The Third Circuit could have considered the issue in In re Armstrong World Industries, Inc., 432 F.3d 507 (3d Cir. 2005), but the parties never raised it, opting instead to rely on other “equitable considerations to allow an exception to the absolute priority rule” that would justify the distribution of warrants under a plan to existing equity holders despite less than full payment to a senior class. In an earlier ruling, In re PWS Holding Corp., 228 F.3d 224 (3d Cir. 2000), the Third Circuit construed 203 North LaSalle in rejecting a challenge to a plan on the basis that releases of affiliates of junior equity allowed the equity holders to receive or retain property “on account of” their junior interests violated the absolute priority rule.

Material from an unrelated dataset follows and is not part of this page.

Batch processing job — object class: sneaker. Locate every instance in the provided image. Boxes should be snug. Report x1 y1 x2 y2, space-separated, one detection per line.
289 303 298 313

Finally, in Carrieri v. Jobs.Com Inc., 393 F.3d 508 (5th Cir. 2004), the Fifth Circuit cited 203 North LaSalle in affirming lower court rulings that shares of stock (with a redemption provision) and warrants (with a repurchase provision) are properly characterized as “equity securities” instead of “claims,” such that the absolute priority rule precluded any distribution under a plan to the shareholders absent payment in full of creditor claims.

In Castleton Plaza, the Seventh Circuit broke new ground by explicitly expanding the scope of the absolute priority rule to preclude plan distributions to parties closely affiliated with members of a junior class and by expressly applying 203 North LaSalle’s mandate that the adequacy of proposed new value be subject to competition.

Several lower courts previously have addressed the competition element of the new value exception. For example, in H.G. Roebuck & Son, Inc. v. Alter Communications, Inc., 2011 BL 147642 (D. Md. June 3, 2011), the court ruled that a “new value” chapter 11 plan without any market valuation of equity to be retained by existing shareholders and without any opportunity for a competing plan violated the absolute priority rule, consistent with 203 North LaSalle. See also In re RTJJ, Inc., 2013 BL 31910 (Bankr. W.D.N.C. Feb. 6, 2013).

According to 203 North LaSalle and Castleton Plaza, competition means: (i) a competitive bidding process for new equity to be distributed under a chapter 11 plan; or (ii) the opportunity for other stakeholders to propose a competing plan (presumably by termination of exclusivity if it has not already expired). At this juncture, the ramifications of this approach, if adopted by other courts, are unclear. At the very least, it may open the door for enhanced creditor recoveries by subjecting the adequacy of new value contributions to the market—to the extent there is one. In addition, it is not clear exactly what it means to expose the equity to a competitive process. What affirmative measures does a debtor need to take in order to satisfy the requirement? Is there a requirement to make such a showing in the absence of an absolute priority objection?

A bankruptcy court in the Seventh Circuit has already applied Castleton Plaza to preclude confirmation of a new value plan providing for distribution of new equity to an insider without competition. See In re GAC Storage Lansing, LLC, 2013 BL 53422 (Bankr. N.D. Ill. Feb. 27, 2013) (“In light of the Castleton decision, the Court determines that the absolute priority rule applies, despite the fact that Schwartz is not a direct owner or investor. The Debtor’s Plan proposes to give Schwartz, an insider of the Debtor, preferential access to an investment opportunity in the Reorganized Debtor and is therefore subject to competitive bidding, as the holding in Castleton instructs.”), vacating and superseding In re GAC Storage Lansing, LLC, 2013 BL 8095 (Bankr. N.D. Ill. Jan. 10, 2013).